Libros en su contra escritos por cuadros de su partido o por antiguos colaboradores, contramanifestaciones en sus mitines organizadas por funcionarios socialistas hostiles a su candidatura, intervención pública de dirigentes de peso y ex ministros para que se pacte una alianza con el centrista Bayrou, chistes de mal gusto, acusaciones de autoritarismo e incompetencia. “Confieso que en esta campaña mi propio campo no ha ahorrado ninguna crítica. Tal vez me hagan pagar cierta forma de libertad”, dijo la mujer hace unos días.
Su estrategia de final de campaña está fijada: convocar todos los votos posibles para garantizarse la segunda vuelta. Y hacer sonar con una suerte de poder femenino: “Votar una mujer es la Francia que osa. Cuando haya tres mujeres en el G8 (los siete países más desarrollados más Rusia), todo cambiará de aspecto: Merkel (canciller alemana), Hillary Clinton y yo”. Los analistas franceses reconocen hoy que Ségolène Royal expresa algo muy arraigado en la sociedad, de lo contrario nunca hubiese podido mantener los niveles actuales luego de la avalancha de catástrofes –propias y ajenas– que se produjeron en cuanto se abrió la campaña electoral. La prensa, que parece a sueldo del candidato conservador, no le perdonó ni una coma olvidada. Francia parece habitada por uno solo rostro, el de Nicolas Sarkozy. Un paseo a lo largo de los kioscos que están en los grandes boulevares refleja al infinito la imagen de Nicolas Sarkozy en las primeras planas del 80% de los semanarios.
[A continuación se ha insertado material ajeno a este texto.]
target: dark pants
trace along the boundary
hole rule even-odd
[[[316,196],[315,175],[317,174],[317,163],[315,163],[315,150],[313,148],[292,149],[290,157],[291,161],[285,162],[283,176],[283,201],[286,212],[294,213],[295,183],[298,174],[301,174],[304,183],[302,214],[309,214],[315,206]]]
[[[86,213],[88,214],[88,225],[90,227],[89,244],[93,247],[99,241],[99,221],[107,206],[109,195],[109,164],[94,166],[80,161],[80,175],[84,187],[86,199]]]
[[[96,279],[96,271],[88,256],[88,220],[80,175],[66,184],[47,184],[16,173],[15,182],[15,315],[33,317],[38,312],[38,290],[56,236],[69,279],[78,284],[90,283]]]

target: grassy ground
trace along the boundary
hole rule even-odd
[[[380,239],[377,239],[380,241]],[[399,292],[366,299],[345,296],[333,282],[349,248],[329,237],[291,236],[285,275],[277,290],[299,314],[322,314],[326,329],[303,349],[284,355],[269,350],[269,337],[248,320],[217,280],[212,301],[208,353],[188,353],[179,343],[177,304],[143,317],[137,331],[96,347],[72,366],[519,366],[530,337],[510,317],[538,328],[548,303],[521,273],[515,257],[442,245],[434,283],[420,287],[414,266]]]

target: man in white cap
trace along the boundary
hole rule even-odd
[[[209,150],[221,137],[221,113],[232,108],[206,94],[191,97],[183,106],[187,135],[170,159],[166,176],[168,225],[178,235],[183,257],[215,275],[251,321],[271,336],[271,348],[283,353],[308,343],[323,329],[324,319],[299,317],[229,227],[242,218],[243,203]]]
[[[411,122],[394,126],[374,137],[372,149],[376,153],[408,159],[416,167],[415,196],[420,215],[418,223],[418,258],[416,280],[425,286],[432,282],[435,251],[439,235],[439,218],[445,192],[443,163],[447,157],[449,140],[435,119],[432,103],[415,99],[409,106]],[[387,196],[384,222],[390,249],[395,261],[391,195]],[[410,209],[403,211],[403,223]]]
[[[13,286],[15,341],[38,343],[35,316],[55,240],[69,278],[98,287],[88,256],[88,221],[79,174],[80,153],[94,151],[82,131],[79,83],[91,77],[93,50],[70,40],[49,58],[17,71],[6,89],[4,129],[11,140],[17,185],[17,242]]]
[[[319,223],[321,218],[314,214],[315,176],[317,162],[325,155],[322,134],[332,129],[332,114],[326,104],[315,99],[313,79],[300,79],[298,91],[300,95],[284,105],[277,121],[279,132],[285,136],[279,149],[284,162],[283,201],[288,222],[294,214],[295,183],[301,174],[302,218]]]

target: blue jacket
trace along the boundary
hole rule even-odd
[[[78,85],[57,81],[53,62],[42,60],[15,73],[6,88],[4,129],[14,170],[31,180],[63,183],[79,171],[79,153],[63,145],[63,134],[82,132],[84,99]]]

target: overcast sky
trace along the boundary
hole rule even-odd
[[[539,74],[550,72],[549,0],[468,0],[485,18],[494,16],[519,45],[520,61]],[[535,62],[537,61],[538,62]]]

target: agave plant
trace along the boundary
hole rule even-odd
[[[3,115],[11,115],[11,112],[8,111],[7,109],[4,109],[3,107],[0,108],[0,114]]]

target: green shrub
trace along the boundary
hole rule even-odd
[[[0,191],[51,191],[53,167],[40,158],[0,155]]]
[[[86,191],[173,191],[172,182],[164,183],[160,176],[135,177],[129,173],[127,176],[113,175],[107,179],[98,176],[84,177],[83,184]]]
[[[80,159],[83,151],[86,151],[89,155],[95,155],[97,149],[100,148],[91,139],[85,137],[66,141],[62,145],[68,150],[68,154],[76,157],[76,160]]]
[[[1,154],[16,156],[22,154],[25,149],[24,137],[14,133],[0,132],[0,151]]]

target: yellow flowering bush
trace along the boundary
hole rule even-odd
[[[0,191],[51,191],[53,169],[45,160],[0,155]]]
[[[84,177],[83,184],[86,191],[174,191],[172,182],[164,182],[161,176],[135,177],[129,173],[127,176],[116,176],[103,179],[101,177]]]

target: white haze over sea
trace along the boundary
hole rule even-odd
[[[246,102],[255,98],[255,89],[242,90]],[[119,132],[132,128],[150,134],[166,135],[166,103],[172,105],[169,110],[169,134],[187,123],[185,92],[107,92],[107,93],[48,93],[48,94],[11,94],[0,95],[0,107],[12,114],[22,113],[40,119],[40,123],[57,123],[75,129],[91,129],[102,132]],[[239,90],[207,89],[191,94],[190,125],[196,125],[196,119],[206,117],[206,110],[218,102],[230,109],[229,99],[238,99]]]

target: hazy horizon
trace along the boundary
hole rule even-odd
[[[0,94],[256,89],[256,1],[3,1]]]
Frente a una rival socialista que despega levemente en los sondeos, Sarkozy modificó esta semana su propio ángulo de campaña. Al igual que Royal, pasó de los temas propios a la extrema derecha –inmigración, patria, identidad nacional– a territorios más consensuales. Pero los cuatro candidatos con posibilidades de figurar en la segunda vuelta, Royal, Sarkozy, el centrista François Bayrou y Jean Marie Le Pen, tienen el mismo problema: 17 millones de electores indecisos que, de aquí al domingo, podrían trastornar el horizonte político igual que hace cinco años. Nadie sabe qué harán esos indecisos ni tampoco los poco más de dos millones de nuevos electores que se incorporan este año a las urnas. François Bayrou repite: “Estoy absolutamente seguro de que los franceses preparan una sorpresa”. ¿Sensación o realidad? Lo cierto es que la sociedad parece motivada para evitar que, al menos en su peor versión, es decir, la de la extrema derecha, se repita el episodio de 2001. Ese es el riesgo que corren los socialistas: que el espectro de hace cinco años se reencarne hoy en una versión presentable de los valores democráticos y que sea François Bayrou quien figure el 6 de mayo en uno de los dos únicos afiches electorales que acompañarán el voto final.